A.F.M. F. ISLAM1,
P.J. GROVES2,
G.J. UNDERWOOD3,
S.W. WALKDEN-BROWN1
1 School of Rural Science and Agriculture, University of New England, Armidale NSW - Australia;
2 Zootechny Pty Ltd, Bringelly NSW - Australia
3 Bioproperties Pty Limited, Ringwood, VIC - Australia
In an attempt to measure the excretion dynamics of HVT and MDV via feather dander, broiler chickens were vaccinated with HVT or sham-vaccinated at day old and than challenged with MDV at days 2, 4 and 7 post-vaccination. The effect of the interval between vaccination and challenge on the protection of vaccine was determined.
MDV and HVT were quantified in the dust samples collected at various days post-placement. There was an effect of the interval between vaccination and challenge on protection, higher the interval, lower the protection. Shedding of HVT was recorded from day 9 to 58 post-vaccination with a peak at around day 20. MDV was recorded in the dust from day 7 to 56 post-challenge with a peak at around 30-35 days post-infection. MDV shedding was significantly reduced by HVT vaccination, higher the protection less the shedding. Identification of HVT and MDV in the same dust sample can be a useful tool for monitoring vaccinal presence and MDV status of a chicken flock by analysing a single dust sample.
Introduction
Marek’s disease (MD) is a lymphoproliferative disease of chickens caused by a cell-associated herpesvirus called MD virus (MDV). Chickens are infected with MDV via the respiratory route. Following uptake in the lungs the virus infects lymphocytes where initial viral replication occurs. Virus is then transmitted to the feather follicle epithelium (FFE) where fully productive viral production occurs and large amounts of virus are excreted to the environment in feather dander (Calnek et al., 1979). MDV in host cells such as lymphocytes, is infective but infectivity is lost if the integrity of the host cell is lost. However virus excreted in dander remains infective in the environment for a long time and is the main means of MDV transmission (Gilka and Spencer, 1993). MDV shedding in feather dander is thought to commence two weeks after infection (Carrozza et al., 1973).
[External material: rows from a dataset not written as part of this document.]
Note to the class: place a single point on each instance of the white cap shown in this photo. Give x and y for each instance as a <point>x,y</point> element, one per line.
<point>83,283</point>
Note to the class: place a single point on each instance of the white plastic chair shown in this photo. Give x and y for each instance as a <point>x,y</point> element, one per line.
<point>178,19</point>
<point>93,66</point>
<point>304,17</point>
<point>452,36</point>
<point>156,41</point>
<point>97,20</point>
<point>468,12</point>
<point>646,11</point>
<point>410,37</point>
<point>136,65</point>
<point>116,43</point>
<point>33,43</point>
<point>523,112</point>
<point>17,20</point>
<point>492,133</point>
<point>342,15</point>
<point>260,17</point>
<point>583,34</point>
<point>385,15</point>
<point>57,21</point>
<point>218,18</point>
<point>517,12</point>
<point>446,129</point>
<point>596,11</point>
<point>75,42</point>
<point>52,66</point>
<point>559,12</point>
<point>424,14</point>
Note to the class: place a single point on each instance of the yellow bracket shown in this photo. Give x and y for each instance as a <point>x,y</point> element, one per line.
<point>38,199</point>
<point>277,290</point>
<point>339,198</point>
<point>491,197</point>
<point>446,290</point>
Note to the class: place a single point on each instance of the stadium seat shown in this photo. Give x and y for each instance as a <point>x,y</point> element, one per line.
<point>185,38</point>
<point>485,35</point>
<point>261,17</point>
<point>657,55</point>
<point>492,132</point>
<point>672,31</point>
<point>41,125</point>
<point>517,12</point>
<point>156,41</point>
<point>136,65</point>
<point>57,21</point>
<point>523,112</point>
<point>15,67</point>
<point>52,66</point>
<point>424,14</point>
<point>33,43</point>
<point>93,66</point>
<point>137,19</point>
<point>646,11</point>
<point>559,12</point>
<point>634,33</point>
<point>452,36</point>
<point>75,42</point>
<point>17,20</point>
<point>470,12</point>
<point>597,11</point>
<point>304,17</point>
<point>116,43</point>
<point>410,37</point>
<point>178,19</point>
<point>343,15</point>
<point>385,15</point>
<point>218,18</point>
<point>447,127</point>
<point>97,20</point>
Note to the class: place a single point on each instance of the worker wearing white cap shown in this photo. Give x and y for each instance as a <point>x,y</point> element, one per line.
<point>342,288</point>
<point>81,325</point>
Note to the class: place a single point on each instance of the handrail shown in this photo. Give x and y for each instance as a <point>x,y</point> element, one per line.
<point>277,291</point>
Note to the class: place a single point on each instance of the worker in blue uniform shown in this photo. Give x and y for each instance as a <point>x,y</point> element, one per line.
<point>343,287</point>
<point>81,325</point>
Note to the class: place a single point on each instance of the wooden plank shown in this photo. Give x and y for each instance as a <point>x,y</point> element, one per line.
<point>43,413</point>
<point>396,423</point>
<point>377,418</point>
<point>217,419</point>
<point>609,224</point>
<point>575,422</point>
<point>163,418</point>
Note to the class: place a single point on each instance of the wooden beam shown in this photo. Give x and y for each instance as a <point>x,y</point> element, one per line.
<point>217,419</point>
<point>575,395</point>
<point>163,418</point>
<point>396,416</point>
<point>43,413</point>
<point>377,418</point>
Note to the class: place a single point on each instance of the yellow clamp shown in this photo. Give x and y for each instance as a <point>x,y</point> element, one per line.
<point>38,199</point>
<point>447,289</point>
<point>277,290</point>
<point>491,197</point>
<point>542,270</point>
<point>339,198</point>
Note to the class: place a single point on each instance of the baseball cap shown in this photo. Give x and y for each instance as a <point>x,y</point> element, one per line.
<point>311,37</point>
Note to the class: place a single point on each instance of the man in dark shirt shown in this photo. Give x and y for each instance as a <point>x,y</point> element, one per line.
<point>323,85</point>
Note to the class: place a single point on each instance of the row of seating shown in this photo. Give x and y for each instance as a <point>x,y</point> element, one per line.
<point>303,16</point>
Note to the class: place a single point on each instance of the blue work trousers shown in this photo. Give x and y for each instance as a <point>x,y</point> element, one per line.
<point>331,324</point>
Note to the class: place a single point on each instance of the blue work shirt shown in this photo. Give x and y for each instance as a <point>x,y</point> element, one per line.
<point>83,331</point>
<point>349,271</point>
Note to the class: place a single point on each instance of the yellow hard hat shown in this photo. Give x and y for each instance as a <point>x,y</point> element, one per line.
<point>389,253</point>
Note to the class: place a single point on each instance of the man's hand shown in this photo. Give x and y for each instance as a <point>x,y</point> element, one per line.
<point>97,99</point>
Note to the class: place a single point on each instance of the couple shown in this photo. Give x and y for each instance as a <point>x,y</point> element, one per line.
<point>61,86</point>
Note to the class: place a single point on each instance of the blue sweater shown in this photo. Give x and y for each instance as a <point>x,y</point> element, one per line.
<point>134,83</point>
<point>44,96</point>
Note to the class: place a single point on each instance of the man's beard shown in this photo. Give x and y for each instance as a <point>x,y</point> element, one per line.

A naturally occurring turkey herpesvirus (HVT) is antigenically related to MDV, does not produce disease in turkeys or chickens, but maintains horizontal transmission within turkey populations. HVT used as a vaccine against MD and is not thought to transmit horizontally between chickens unless they are infected at around 8 weeks of age, in which case limited horizontal transmission has been reported (Cho, 1976; Cho and Kenzy, 1975). HVT replication in the FFE has been reported for a short period during weeks 2 and 3 post-infection (Zygraich and Huygelen, 1972). With the advent of fully quantitative methods for measuring MDV in poultry dust samples (Walkden-Brown et al., 2004) it is of interest to determine whether this replication in the FFE is manifest as HVT in dander.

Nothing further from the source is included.